Ilustrasi. Foto: Dok Medcom.id

Polisi Percaya Tak Ada Upaya Merintangi Penyidikan Kasus Pemerasan SYL

Siti Yona Hukmana • 14 October 2023 08:38

Jakarta: Direktur Reserse Kriminal Khusus (Dirreskrimsus) Polda Metro Jaya Kombes Ade Safri Simanjuntak meyakini tak ada upaya perintangan penyidikan kasus dugaan pemerasan oleh pimpinan Komisi Pemberantasan Korupsi (KPK). Ade menyebut polisi dan KPK punya semangat sama dalam pemberantasan korupsi.

"Jauh dari situ (upaya merintangi penyidikan)," kata Ade kepada wartawan dikutip Sabtu, 14 Oktober 2023.

Ade mengatakan Polda Metro menggandeng KPK untuk membantu penanganan perkara kasus dugaan pemerasan Syahrul Yasin Limpo (SYL) oleh pimpinan KPK. Surat supervisi dikirim ke KPK pada Rabu, 11 Oktober 2023.

"Penyidik telah mengirimkan surat Kapolda Metro Jaya pada pimpinan Komisi Pemberantasan Korupsi terkait dengan permohonan supervisi penanganan perkara," ujar Ade.

Kasus dugaan pemerasan oleh pimpinan KPK telah naik ke tahap penyidikan pada Jumat, 6 Oktober 2023 usai gelar perkara. Polda Metro Jaya telah menerbitkan surat perintah (sprint) penyidikan, guna melakukan serangkaian penyidikan mencari dan mengumpulkan bukti untuk penetapan tersangka.
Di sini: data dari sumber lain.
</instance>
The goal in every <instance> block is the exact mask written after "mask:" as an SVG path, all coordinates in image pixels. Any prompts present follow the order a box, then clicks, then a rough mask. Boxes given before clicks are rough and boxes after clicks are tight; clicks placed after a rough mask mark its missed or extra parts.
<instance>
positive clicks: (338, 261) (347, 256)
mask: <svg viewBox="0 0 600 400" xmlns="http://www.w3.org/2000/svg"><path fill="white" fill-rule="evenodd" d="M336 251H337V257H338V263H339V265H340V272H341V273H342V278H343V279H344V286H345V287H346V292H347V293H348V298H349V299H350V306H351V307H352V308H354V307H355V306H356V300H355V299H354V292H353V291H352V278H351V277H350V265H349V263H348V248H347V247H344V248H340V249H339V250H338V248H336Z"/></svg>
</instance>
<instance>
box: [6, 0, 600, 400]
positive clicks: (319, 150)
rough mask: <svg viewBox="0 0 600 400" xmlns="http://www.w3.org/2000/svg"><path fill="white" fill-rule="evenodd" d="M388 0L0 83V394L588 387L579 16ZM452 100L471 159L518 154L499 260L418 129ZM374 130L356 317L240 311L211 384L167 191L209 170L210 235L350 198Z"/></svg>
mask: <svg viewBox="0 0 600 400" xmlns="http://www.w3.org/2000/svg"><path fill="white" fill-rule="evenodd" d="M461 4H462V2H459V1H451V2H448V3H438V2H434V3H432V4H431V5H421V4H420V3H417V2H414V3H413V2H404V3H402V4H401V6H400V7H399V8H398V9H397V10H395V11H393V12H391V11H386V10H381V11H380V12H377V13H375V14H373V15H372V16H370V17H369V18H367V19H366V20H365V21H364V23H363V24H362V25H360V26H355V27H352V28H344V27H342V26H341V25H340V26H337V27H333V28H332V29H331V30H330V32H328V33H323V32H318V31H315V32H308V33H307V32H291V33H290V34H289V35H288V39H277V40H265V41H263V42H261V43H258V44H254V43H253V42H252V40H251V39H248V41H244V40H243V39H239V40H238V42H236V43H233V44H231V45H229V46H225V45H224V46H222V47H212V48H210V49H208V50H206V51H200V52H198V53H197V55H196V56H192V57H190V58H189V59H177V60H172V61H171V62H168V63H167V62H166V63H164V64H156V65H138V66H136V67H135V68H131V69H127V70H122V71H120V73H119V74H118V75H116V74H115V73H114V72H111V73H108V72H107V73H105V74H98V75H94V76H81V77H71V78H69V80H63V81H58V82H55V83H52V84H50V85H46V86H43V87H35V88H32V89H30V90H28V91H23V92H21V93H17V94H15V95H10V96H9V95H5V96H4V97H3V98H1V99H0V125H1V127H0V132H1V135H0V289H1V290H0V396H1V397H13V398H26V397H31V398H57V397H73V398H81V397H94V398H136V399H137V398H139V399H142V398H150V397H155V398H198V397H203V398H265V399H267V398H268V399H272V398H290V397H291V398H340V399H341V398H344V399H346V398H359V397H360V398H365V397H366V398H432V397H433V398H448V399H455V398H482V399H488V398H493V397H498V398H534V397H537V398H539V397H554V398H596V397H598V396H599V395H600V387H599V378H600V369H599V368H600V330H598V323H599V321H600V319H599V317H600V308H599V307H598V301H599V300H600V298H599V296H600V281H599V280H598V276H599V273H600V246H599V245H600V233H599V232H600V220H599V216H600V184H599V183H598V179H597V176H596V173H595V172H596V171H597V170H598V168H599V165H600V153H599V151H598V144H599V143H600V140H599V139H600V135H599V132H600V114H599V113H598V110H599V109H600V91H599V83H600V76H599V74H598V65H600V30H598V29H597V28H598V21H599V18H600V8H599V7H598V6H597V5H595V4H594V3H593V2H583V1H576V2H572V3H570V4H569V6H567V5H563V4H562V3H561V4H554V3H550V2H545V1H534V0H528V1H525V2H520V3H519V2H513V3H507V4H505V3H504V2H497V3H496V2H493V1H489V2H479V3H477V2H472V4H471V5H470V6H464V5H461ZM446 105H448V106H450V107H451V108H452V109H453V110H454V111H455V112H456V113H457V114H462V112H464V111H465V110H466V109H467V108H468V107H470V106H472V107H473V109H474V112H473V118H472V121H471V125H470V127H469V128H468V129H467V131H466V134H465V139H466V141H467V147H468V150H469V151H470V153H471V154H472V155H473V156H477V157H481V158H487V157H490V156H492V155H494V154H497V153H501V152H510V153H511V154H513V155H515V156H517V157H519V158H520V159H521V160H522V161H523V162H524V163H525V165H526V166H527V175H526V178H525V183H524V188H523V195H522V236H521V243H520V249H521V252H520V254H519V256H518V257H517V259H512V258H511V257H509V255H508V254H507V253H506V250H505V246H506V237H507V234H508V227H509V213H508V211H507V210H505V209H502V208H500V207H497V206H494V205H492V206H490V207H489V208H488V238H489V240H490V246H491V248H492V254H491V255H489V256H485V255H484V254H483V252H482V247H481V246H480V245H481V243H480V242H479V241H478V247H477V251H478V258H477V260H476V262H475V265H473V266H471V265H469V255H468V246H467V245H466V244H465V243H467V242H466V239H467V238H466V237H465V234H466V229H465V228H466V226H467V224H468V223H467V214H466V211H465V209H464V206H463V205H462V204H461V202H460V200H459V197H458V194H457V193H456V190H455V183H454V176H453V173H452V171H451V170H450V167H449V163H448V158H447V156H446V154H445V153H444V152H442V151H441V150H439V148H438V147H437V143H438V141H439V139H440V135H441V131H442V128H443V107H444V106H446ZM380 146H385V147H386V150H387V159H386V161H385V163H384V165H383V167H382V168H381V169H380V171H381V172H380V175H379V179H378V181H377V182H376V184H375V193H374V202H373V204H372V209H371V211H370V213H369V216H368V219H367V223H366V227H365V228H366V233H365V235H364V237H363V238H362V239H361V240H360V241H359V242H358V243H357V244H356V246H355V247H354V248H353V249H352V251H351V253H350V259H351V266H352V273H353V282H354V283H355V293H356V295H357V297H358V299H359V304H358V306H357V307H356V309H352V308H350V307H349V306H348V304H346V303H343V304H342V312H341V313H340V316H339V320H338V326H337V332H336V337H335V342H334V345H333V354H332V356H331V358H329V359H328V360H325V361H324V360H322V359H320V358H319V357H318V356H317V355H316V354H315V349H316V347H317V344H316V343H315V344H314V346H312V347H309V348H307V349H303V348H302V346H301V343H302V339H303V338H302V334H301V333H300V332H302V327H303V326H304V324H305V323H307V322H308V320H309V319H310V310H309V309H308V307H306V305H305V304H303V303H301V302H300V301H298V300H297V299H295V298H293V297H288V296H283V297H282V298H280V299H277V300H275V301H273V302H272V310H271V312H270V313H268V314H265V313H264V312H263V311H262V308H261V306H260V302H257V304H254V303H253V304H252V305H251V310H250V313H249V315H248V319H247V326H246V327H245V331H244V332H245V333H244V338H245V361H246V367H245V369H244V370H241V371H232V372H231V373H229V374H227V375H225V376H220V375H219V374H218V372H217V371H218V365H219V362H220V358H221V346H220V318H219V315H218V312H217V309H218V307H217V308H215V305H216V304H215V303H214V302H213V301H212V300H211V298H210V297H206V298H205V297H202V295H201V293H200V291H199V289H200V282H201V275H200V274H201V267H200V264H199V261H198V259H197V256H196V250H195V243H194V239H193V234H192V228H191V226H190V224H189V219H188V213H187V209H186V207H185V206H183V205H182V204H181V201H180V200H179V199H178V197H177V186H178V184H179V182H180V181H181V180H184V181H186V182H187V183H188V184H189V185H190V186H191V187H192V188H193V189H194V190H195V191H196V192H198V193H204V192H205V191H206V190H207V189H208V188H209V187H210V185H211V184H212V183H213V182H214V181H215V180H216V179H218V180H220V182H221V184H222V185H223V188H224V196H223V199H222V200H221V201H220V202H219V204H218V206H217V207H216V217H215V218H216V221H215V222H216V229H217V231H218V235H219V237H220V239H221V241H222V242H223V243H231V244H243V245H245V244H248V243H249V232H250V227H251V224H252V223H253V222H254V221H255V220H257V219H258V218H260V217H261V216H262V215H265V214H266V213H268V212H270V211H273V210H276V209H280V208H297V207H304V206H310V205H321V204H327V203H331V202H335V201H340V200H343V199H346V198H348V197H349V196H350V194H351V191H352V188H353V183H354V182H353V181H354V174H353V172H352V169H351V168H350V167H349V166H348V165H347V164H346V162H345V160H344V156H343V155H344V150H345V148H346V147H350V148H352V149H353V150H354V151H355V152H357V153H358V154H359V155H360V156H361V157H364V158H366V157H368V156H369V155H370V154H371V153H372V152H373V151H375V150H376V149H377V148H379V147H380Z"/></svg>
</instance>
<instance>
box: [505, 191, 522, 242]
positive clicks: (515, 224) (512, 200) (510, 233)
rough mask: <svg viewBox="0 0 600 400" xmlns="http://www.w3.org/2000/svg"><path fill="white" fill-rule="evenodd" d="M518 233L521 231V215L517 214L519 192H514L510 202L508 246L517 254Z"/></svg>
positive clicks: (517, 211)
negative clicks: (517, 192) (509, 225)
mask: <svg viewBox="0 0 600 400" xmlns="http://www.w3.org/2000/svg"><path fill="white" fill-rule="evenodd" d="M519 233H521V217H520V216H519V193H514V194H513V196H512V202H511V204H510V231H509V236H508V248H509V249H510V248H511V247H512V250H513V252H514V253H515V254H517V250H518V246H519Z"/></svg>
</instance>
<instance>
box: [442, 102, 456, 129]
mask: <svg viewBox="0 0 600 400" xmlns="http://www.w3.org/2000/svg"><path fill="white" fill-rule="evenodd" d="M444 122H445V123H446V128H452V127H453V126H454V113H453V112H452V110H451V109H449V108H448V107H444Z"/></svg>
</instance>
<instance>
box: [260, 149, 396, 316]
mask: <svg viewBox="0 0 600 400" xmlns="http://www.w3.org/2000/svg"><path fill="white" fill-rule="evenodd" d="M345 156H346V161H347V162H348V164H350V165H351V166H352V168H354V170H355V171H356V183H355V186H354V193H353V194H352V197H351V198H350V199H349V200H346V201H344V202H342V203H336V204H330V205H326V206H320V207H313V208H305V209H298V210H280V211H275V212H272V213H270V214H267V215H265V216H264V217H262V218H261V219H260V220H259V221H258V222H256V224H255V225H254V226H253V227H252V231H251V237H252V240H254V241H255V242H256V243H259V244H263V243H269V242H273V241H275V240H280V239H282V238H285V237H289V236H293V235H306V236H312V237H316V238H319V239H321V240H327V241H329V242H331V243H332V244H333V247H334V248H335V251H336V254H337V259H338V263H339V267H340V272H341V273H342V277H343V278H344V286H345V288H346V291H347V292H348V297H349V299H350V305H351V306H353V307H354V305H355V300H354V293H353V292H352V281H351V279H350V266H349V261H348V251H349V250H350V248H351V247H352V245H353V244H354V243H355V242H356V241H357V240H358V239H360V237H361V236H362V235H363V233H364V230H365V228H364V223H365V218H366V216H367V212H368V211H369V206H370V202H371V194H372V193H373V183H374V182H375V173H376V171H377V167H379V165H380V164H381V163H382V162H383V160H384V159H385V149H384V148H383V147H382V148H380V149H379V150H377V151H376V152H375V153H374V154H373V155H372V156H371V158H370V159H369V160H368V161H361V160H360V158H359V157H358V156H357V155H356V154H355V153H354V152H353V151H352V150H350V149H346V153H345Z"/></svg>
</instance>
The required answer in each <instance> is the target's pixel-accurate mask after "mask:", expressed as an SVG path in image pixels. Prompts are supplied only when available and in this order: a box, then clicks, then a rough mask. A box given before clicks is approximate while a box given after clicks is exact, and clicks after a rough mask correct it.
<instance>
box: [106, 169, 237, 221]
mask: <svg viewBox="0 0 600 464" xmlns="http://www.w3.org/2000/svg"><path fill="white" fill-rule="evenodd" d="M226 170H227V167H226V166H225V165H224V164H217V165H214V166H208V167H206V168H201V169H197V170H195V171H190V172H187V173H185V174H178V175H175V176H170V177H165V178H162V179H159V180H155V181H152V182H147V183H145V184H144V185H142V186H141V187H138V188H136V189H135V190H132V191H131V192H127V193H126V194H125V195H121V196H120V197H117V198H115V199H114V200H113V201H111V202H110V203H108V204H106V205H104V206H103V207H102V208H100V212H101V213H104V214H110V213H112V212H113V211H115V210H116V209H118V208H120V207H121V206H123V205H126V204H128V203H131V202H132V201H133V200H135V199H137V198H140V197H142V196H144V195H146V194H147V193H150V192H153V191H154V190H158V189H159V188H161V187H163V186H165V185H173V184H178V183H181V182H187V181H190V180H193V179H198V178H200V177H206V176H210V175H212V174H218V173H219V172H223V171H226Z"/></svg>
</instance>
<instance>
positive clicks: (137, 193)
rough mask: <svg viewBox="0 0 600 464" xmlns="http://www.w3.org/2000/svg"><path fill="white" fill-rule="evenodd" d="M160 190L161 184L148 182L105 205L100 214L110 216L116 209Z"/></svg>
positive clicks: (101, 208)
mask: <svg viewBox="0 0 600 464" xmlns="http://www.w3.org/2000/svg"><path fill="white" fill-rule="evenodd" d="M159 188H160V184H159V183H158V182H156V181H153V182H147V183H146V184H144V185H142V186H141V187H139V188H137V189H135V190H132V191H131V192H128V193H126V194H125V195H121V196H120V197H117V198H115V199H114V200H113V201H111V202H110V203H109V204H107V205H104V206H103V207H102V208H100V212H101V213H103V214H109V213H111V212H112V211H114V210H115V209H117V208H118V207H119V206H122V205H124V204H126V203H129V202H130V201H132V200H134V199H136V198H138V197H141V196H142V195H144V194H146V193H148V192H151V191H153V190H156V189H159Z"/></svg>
Total sudah 13 saksi diperiksa dalam tahap penyidikan. Mereka di antaranya mantan Menteri Pertanian Syahrul Yasin Limpo, Kapolrestabes Semarang Kombes Irwan Anwar, dan ajudan Ketua KPK Kevin Egananta.

Terlapor yang belum disebutkan identitasnya bisa dijerat Pasal 12 huruf e atau Pasal 12 huruf B, atau Pasal 11 Undang-Undang Nomor 31 Tahun 1999 sebagaimana telah diubah dengan Undang-Undang Nomor 20 Tahu 2001 tentang perubahan atas Undang-Undang Nomor 39 Tahun 1999 tentang Pemberantasan Tindak Pidana Korupsi jo Pasal 65 KUHP.

Kasus ini berawal saat ada aduan masyarakat (dumas) masuk ke Polda Metro Jaya pada Sabtu, 12 Agustus 2023 terkait kasus dugaan korupsi berupa pemerasan yang dilakukan pimpinan KPK kepada mantan Menteri Pertanian Syahrul Yasin Limpo. Kemudian, polisi menerbitkan surat perintah pengumpulan bahan keterangan (pulbaket) pada Selasa, 15 Agustus 2023, sebagai dasar pengumpulan bahan keterangan atas informasi atau pengaduan masyarakat tersebut.

Selanjutnya, surat perintah penyelidikan diterbitkan pada 21 Agustus 2023. Sehingga, tim penyelidik Subdit Tipidkor Ditreskrimsus Polda Metro Jaya melakukan serangkaian upaya penyelidikan menemukan apakah ada peristiwa pidana yang terjadi dari aduan masyarakat tersebut.

Dalam proses penyelidikan, dilakukan serangkaian klarifikasi atau permintaan keterangan kepada beberapa pihak. Pemeriksaan dilakukan mulai 24 Agustus 2023.